【13】徐々に悪化して数年が経つ
退院してから数年間、治療をしない状態が続きました。
仕事が多忙であり、また精神医療に対する不信感や諦めもあって、完全に放置していました。
母はまったく外出しなくなり、部屋に閉じこもるようになりました。
夜中に起きてきて、わたしが作ったり買ってきたりした料理をつまむのみです。
一日中、新聞や広告の裏に何やら呪文のような文字を書き続けており、その紙の束で部屋が溢れかえるような感じになっていました。

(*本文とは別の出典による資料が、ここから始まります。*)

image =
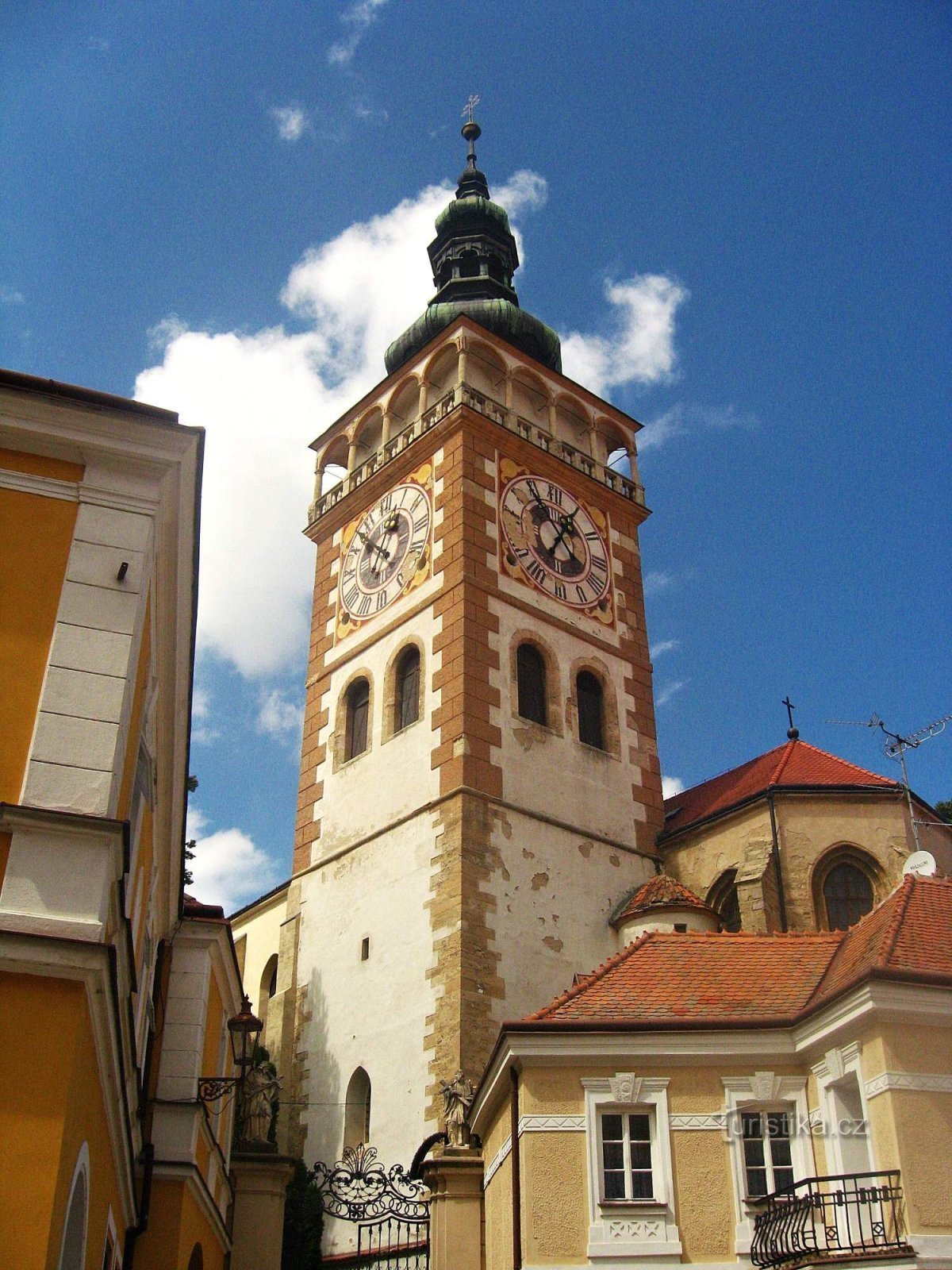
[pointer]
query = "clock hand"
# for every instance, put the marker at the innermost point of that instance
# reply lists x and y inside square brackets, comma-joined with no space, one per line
[568,526]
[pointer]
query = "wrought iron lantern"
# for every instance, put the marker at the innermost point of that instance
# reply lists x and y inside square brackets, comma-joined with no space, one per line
[244,1032]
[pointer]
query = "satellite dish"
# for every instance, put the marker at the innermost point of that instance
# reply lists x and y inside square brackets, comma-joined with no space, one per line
[922,864]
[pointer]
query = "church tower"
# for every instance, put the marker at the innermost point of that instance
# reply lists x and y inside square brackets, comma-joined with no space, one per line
[479,778]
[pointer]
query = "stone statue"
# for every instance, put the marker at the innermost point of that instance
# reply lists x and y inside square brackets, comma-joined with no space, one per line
[457,1098]
[259,1090]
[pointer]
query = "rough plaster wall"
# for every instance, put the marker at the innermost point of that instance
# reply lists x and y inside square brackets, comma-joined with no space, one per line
[923,1126]
[698,859]
[393,776]
[262,931]
[913,1048]
[808,827]
[556,1180]
[368,1014]
[554,893]
[702,1183]
[498,1213]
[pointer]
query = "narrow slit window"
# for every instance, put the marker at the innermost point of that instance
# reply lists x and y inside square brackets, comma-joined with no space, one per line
[848,895]
[531,683]
[408,689]
[589,695]
[359,702]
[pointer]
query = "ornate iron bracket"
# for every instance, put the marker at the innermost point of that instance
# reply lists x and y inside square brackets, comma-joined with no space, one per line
[213,1087]
[359,1191]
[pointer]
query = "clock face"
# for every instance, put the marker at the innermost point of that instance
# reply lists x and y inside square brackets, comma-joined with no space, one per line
[555,541]
[387,549]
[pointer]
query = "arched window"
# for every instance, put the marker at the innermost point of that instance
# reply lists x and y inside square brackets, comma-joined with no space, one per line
[406,700]
[589,696]
[847,895]
[268,986]
[723,899]
[73,1253]
[357,1110]
[531,683]
[359,702]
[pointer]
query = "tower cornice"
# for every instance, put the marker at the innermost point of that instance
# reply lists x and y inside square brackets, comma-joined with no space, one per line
[573,425]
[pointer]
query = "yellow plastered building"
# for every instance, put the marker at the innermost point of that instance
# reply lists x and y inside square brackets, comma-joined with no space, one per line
[730,1099]
[116,992]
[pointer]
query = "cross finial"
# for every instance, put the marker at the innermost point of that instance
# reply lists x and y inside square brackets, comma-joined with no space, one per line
[791,732]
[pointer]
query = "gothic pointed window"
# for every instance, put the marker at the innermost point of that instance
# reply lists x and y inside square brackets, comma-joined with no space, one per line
[357,1110]
[408,689]
[590,702]
[359,702]
[531,683]
[847,895]
[724,899]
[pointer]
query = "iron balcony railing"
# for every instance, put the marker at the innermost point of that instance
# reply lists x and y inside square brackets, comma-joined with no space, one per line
[465,395]
[831,1218]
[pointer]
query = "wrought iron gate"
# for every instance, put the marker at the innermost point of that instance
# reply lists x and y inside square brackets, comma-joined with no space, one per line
[391,1210]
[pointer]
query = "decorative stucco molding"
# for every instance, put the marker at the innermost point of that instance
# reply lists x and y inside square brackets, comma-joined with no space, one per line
[626,1087]
[551,1124]
[497,1161]
[919,1083]
[715,1121]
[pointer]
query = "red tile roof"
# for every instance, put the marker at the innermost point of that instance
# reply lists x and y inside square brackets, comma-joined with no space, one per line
[660,892]
[666,979]
[909,935]
[795,765]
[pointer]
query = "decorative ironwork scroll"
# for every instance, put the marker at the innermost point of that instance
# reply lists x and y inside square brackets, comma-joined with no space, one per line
[359,1189]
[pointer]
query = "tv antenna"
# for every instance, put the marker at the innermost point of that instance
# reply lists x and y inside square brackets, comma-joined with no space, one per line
[896,746]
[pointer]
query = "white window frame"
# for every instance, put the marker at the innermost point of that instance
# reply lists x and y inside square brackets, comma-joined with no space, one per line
[631,1229]
[763,1091]
[837,1066]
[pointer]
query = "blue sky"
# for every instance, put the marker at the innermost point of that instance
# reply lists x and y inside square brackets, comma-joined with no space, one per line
[735,214]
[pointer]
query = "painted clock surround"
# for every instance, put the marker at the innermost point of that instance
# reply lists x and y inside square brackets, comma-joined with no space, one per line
[554,543]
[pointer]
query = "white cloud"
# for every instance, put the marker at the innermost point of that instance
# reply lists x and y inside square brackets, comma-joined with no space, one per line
[640,349]
[202,730]
[281,718]
[657,581]
[228,869]
[292,122]
[670,691]
[263,397]
[357,19]
[687,418]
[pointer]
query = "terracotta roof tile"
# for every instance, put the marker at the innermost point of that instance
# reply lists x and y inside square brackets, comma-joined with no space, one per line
[911,933]
[664,979]
[797,764]
[660,892]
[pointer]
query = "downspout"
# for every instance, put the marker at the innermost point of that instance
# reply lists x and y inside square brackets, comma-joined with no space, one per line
[514,1153]
[776,854]
[133,1232]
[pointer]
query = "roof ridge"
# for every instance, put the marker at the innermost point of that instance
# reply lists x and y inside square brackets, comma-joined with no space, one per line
[598,973]
[895,922]
[727,772]
[782,762]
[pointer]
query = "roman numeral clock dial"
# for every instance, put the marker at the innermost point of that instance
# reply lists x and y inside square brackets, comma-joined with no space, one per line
[385,552]
[554,543]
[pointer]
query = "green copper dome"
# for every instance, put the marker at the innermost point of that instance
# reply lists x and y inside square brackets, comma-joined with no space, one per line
[474,258]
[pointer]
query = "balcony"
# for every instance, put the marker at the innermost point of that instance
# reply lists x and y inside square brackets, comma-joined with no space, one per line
[822,1219]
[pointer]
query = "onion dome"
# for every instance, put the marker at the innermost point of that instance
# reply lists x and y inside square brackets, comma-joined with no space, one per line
[474,258]
[662,905]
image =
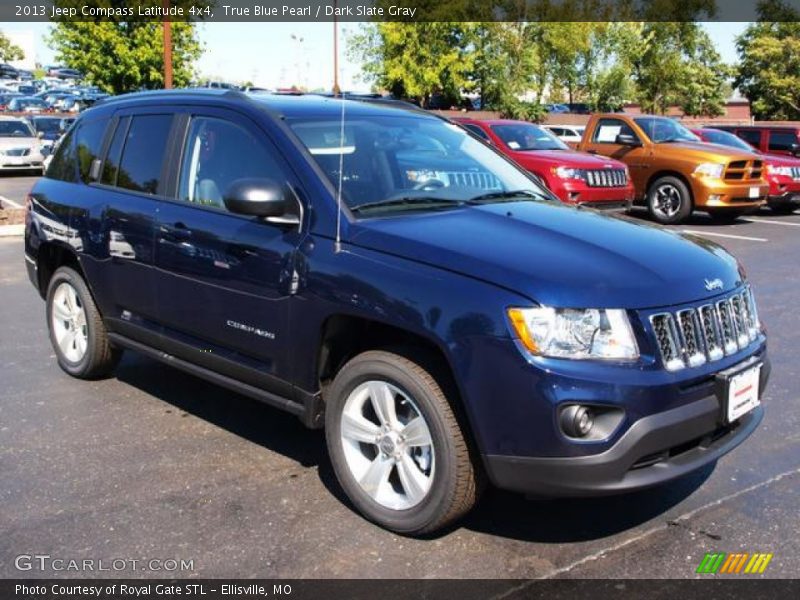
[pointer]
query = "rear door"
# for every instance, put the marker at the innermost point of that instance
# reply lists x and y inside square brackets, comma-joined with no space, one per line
[225,280]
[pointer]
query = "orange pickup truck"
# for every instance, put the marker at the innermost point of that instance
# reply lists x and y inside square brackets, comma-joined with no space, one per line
[674,172]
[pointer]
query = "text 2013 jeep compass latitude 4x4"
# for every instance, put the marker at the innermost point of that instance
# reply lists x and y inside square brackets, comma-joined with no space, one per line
[440,331]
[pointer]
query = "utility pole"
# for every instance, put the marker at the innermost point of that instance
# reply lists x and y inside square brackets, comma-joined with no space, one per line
[167,48]
[336,89]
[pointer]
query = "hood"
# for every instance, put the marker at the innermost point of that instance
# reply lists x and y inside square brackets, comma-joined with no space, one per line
[566,158]
[558,255]
[17,142]
[703,151]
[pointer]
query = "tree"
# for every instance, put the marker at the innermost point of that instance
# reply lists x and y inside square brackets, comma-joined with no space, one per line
[769,62]
[9,51]
[122,56]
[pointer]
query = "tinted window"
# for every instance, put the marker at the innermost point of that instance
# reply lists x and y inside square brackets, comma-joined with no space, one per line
[477,131]
[88,145]
[782,140]
[607,131]
[751,137]
[524,136]
[143,154]
[64,164]
[216,154]
[111,164]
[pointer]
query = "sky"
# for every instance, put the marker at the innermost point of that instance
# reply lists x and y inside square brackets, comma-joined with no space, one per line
[281,54]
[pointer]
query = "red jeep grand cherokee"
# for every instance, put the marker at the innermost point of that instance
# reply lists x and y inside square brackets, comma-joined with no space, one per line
[783,172]
[575,177]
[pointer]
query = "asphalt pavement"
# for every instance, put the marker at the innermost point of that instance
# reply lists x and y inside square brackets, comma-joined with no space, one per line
[156,464]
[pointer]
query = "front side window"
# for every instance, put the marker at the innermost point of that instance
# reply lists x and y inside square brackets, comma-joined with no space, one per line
[143,153]
[782,140]
[404,162]
[661,130]
[524,137]
[217,153]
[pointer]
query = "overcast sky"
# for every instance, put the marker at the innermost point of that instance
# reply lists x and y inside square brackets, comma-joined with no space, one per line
[268,55]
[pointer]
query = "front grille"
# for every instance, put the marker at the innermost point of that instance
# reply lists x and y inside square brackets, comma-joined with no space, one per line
[694,336]
[605,177]
[480,180]
[743,170]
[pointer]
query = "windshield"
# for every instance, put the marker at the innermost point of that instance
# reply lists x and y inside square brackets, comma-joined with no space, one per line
[395,163]
[662,130]
[524,136]
[47,125]
[724,138]
[15,129]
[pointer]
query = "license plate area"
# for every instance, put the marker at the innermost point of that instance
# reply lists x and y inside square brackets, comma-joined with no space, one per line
[738,390]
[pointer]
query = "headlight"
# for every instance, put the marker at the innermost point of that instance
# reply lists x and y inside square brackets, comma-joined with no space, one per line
[773,170]
[710,170]
[568,173]
[577,334]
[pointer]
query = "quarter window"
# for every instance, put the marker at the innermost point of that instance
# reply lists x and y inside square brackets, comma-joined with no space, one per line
[143,153]
[217,153]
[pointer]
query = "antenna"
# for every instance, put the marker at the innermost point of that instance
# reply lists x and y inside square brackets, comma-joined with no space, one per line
[338,246]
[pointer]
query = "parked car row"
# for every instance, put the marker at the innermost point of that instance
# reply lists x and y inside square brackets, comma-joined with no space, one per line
[622,159]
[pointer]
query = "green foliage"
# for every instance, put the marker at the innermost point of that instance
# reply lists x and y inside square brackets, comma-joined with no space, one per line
[9,51]
[122,56]
[769,67]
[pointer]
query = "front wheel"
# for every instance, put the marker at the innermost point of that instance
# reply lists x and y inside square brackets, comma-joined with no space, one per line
[76,328]
[669,200]
[396,446]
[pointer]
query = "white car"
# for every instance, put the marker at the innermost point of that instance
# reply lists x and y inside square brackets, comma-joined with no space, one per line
[569,134]
[20,147]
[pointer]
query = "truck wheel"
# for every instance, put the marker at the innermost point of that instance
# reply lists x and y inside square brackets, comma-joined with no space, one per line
[669,200]
[396,445]
[76,328]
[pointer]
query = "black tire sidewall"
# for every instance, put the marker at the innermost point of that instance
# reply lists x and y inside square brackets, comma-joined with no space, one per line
[686,200]
[436,503]
[65,274]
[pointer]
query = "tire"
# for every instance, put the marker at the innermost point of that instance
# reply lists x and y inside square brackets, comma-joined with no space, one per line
[419,487]
[669,201]
[727,215]
[76,328]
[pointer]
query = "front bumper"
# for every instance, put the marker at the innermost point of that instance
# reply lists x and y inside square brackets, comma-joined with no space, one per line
[655,449]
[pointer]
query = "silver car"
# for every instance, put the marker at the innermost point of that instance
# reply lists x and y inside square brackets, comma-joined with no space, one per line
[20,147]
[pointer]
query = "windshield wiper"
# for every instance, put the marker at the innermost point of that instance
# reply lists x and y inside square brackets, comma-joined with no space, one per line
[408,201]
[506,196]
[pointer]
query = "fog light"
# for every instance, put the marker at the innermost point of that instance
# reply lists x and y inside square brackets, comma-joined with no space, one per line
[577,420]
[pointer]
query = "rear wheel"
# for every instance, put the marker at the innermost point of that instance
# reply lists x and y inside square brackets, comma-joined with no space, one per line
[77,331]
[396,445]
[669,200]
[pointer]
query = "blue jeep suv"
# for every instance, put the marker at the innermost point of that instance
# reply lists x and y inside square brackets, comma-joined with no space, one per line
[380,272]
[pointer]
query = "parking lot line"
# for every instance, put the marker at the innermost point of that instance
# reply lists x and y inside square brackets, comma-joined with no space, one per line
[771,222]
[725,235]
[3,199]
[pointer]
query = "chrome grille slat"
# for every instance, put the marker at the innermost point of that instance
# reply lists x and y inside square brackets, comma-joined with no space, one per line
[690,337]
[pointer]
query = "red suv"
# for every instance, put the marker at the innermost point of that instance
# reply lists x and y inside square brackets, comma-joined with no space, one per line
[770,139]
[782,172]
[575,177]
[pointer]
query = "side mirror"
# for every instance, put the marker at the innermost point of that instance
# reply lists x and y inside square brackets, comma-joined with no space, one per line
[263,198]
[626,139]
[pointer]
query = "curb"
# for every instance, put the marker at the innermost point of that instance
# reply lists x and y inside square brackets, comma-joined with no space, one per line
[12,230]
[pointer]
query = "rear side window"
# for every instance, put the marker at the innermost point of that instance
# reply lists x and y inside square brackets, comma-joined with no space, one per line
[143,153]
[782,140]
[88,146]
[750,136]
[64,164]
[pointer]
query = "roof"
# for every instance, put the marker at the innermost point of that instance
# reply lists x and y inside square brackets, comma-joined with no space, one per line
[284,105]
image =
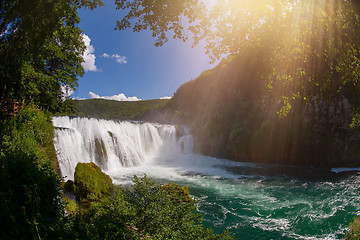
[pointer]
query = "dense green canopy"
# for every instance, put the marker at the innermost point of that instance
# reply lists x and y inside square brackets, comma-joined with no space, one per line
[41,49]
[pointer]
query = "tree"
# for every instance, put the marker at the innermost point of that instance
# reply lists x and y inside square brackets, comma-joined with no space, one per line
[312,46]
[40,49]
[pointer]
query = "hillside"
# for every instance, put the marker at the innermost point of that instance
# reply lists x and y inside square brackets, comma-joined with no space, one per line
[232,115]
[123,110]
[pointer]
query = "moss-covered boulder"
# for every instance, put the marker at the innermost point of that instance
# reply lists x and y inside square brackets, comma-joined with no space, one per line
[91,184]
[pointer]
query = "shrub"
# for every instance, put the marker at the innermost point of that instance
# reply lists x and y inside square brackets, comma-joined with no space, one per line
[91,184]
[30,187]
[354,230]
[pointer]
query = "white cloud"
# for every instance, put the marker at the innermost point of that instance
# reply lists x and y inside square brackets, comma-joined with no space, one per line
[119,97]
[165,97]
[118,58]
[89,56]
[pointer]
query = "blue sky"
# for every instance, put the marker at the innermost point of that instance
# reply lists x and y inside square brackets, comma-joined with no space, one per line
[122,64]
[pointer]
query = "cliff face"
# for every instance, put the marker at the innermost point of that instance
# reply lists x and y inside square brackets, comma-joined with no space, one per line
[231,116]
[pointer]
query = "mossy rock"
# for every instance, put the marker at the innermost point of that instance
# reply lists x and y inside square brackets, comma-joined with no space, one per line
[91,184]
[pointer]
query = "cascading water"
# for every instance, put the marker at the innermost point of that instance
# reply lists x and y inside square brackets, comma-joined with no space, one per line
[253,201]
[113,144]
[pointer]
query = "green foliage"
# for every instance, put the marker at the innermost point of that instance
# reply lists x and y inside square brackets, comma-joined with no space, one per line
[126,110]
[30,132]
[91,184]
[30,187]
[145,210]
[180,193]
[354,230]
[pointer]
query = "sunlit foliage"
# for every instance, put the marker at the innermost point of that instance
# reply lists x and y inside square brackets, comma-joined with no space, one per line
[40,50]
[311,48]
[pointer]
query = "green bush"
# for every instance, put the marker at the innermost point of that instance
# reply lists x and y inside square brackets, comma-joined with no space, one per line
[30,187]
[91,184]
[145,210]
[354,230]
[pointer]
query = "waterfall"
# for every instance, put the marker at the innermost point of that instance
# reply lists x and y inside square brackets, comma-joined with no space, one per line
[113,144]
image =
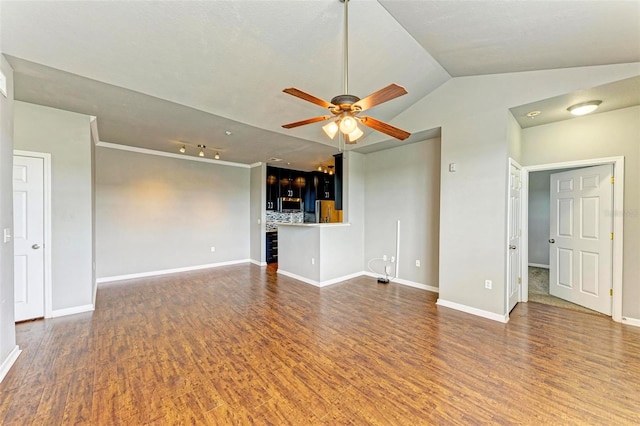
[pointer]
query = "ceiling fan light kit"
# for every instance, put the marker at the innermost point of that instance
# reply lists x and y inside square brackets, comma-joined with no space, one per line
[345,108]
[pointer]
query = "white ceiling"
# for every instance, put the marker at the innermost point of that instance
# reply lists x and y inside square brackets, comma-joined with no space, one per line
[158,73]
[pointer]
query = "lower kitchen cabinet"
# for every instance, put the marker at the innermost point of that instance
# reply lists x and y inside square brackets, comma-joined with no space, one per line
[272,247]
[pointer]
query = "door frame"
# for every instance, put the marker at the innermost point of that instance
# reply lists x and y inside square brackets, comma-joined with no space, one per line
[46,246]
[618,223]
[523,241]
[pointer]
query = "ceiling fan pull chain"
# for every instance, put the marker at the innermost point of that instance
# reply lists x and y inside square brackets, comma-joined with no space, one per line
[346,47]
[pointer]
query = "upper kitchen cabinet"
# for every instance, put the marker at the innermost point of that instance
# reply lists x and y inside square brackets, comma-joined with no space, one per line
[273,188]
[324,186]
[292,183]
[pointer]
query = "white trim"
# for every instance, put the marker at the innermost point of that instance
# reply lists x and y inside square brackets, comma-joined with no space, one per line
[320,283]
[631,321]
[93,125]
[168,271]
[405,282]
[618,223]
[473,311]
[72,311]
[507,272]
[9,361]
[169,154]
[47,245]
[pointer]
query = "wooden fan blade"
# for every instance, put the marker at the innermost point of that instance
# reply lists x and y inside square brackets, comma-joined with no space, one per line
[385,128]
[307,121]
[307,97]
[392,91]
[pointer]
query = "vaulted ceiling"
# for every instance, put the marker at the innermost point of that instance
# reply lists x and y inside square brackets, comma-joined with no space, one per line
[161,74]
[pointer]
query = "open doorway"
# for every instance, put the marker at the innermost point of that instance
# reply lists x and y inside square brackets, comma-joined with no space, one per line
[535,231]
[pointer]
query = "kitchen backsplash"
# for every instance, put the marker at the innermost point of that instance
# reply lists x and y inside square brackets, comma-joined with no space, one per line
[273,218]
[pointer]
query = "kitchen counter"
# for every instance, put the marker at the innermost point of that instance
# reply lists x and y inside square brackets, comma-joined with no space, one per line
[318,253]
[322,224]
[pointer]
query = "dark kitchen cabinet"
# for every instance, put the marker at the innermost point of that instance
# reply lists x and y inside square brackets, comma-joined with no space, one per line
[272,247]
[324,187]
[273,188]
[292,183]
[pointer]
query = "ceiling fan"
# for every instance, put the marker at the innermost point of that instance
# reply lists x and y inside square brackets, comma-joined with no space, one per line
[345,108]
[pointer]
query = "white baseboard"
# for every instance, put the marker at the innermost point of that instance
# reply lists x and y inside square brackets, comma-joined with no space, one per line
[405,282]
[539,265]
[631,321]
[168,271]
[319,283]
[71,311]
[473,311]
[9,361]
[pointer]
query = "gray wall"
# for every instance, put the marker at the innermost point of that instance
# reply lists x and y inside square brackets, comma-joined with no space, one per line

また、風呂に入らないので、不潔極まりない姿になっていきました。
常に独語、空笑がありましたが、なにやら幻聴との会話を楽しんでいるようであり、機嫌がすこぶる良いので「まあいいか」と思っていました。
なんとかしなければならない、という思いもなくはなかったのですが、「どうにもならない」と諦めていました。
また一大決心をして、移送会社に数十万を払って入院させても治るものではないし、また中途半端な形で早期に退院させられるだけだろう、と。
本人はなにやら毎日楽しそうだし、もういいんじゃないか、と。
買い物や食事の世話は大変だが、閉じこもっている分には害はないし、どううまくやればいいのかわからないが、自分が引き受けるしかない、と思っていました。